It’s not a typo.
Your question relates to breathings, not accents, of course.
In the first line, the basically “dactylic” meter requires that ευ- in εὐρύχορον be treated as a diphthong, giving the word the metrical shape _ υ υ _.
In the second line, ευ- in ἐυτρόχοις must be two syllables–not a diphthong. That’s why the breathing is placed over the ε, not the υ. Some editions would use a diaeresis to make this clear, printing ἐϋτρόχοις, but this would be redundant. -δαι σατίναι[ς] ὐπ’ ἐυτρόχοις has the metrical shape _ υ υ _ υ υ _ | υ χ.
It’s not unusual in Homeric hexameters for ευ- to be treated as either one or two syllables depending on metrical considerations, and this poem (the marriage of Hector and Andromache) is almost certainly echoing epic language and meter.
Both of these lines are the same meter. The first two syllables are the “Aeolic basis” and can be either long or short (x x). Then we have _ υ υ _ υ υ _ υ υ _. Finally, υ x. So the whole verse looks like this:
x x | _ υ υ _ υ υ _ υ υ _ | υ x
The most common Aeolic pattern is the glyconic: x x | _ υ υ _ | υ x. Sappho’s meter in this poem can be viewed as an expansion of the central element of the glyconic _ υ υ _ (a “choriamb”) by inserting “dactyl”-shaped elements. (However, it’s wrong to think of this element as dactylic–that’s why I put it in quotes. It’s actually a succession of longs and shorts, with no division into dactylic “feet”. It could just as well, or as wrongly, be described as expansion by appending anapests.) Instead of expanding by inserting “dactyls” (or appending “anapests”), the basic glyconic shape can be expanded adding “choriambs”: elements shaped like the central element of the glyconic: _ υ υ _, to get verses shaped like this:
x x | _ υ υ _ (_ υ υ ) ( υ υ _) | υ x
(Horace uses a Latinized version of this meter–the “Greater Asclepiadean”–in the famous poem that begins: Tu ne quaesieris, Leuconoe, quem mihi quem tibi and contains the phrase carpe diem.)

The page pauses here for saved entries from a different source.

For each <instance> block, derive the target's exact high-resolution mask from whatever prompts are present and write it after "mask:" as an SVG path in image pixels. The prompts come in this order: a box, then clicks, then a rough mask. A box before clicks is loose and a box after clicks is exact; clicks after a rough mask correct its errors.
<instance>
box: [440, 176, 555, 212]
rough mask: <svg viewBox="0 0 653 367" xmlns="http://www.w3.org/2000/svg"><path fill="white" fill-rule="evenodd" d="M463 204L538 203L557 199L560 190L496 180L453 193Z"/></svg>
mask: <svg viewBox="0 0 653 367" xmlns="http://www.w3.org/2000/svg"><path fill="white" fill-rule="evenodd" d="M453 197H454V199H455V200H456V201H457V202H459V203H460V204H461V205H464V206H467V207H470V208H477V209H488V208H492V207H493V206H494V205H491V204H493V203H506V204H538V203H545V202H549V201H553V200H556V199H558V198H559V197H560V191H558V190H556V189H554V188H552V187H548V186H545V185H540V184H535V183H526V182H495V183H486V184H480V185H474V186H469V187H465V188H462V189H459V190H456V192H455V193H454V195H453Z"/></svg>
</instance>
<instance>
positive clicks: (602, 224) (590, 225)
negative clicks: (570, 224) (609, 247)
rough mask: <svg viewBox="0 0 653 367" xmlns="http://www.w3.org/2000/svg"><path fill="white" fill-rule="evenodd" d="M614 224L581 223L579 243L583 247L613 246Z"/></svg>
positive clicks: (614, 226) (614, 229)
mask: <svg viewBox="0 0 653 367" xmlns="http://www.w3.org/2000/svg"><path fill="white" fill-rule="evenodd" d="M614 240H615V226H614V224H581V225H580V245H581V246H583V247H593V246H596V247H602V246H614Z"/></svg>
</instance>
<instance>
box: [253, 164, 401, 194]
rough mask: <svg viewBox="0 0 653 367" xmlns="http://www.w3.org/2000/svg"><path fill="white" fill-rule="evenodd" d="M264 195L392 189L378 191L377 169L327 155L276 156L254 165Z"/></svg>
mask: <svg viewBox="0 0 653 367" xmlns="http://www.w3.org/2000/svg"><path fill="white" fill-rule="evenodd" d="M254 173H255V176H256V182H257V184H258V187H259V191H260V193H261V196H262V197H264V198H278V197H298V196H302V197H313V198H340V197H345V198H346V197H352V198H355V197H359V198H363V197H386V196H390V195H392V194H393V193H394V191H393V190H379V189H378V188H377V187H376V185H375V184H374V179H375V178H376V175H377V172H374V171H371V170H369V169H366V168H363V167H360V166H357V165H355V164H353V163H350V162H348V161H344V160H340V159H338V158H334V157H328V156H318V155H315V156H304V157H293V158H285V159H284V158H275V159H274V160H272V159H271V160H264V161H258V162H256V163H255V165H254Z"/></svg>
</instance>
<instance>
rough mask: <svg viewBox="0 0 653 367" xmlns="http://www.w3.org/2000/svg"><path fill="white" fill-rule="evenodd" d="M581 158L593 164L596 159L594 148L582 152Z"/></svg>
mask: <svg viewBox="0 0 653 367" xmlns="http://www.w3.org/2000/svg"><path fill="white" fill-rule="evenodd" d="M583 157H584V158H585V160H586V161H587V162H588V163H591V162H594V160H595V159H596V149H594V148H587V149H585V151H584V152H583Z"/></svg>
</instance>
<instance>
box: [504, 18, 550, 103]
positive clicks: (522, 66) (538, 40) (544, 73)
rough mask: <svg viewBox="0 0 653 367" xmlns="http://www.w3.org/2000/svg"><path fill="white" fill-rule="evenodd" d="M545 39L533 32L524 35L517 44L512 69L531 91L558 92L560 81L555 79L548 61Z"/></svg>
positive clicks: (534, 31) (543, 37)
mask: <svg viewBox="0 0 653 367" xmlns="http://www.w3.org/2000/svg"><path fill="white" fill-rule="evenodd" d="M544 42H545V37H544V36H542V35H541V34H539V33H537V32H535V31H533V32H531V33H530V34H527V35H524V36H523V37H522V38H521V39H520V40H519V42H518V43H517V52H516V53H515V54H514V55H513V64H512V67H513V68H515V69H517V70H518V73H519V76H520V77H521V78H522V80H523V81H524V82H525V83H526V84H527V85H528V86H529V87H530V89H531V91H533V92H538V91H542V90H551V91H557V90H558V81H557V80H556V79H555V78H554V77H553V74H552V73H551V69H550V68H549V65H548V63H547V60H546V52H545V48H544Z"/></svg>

In contrast to the hexameter, Aeolic meters are isosyllabic (i.e., each verse in a particular metrical pattern has the same number of syllables, with no substitution of two shorts for a long). However, there are obvious similarities of Aeolic meters like this one to the Homeric hexameter, and some think that the hexameter emerged from “Aeolic” meters like this, though of course there can be no certainty on that point.
Here, I suspect, it’s the other way around–Sappho has consciously chosen to use an Aeolic meter that has a similarity to the hexameter. It’s difficult not to think that the pathos of this poem has some relationship to the tender and moving scene between Hector and Andromache in the Iliad: was Sappho inspired by that scene . . . or was the passage in the Iliad inspired by Sappho’s poem?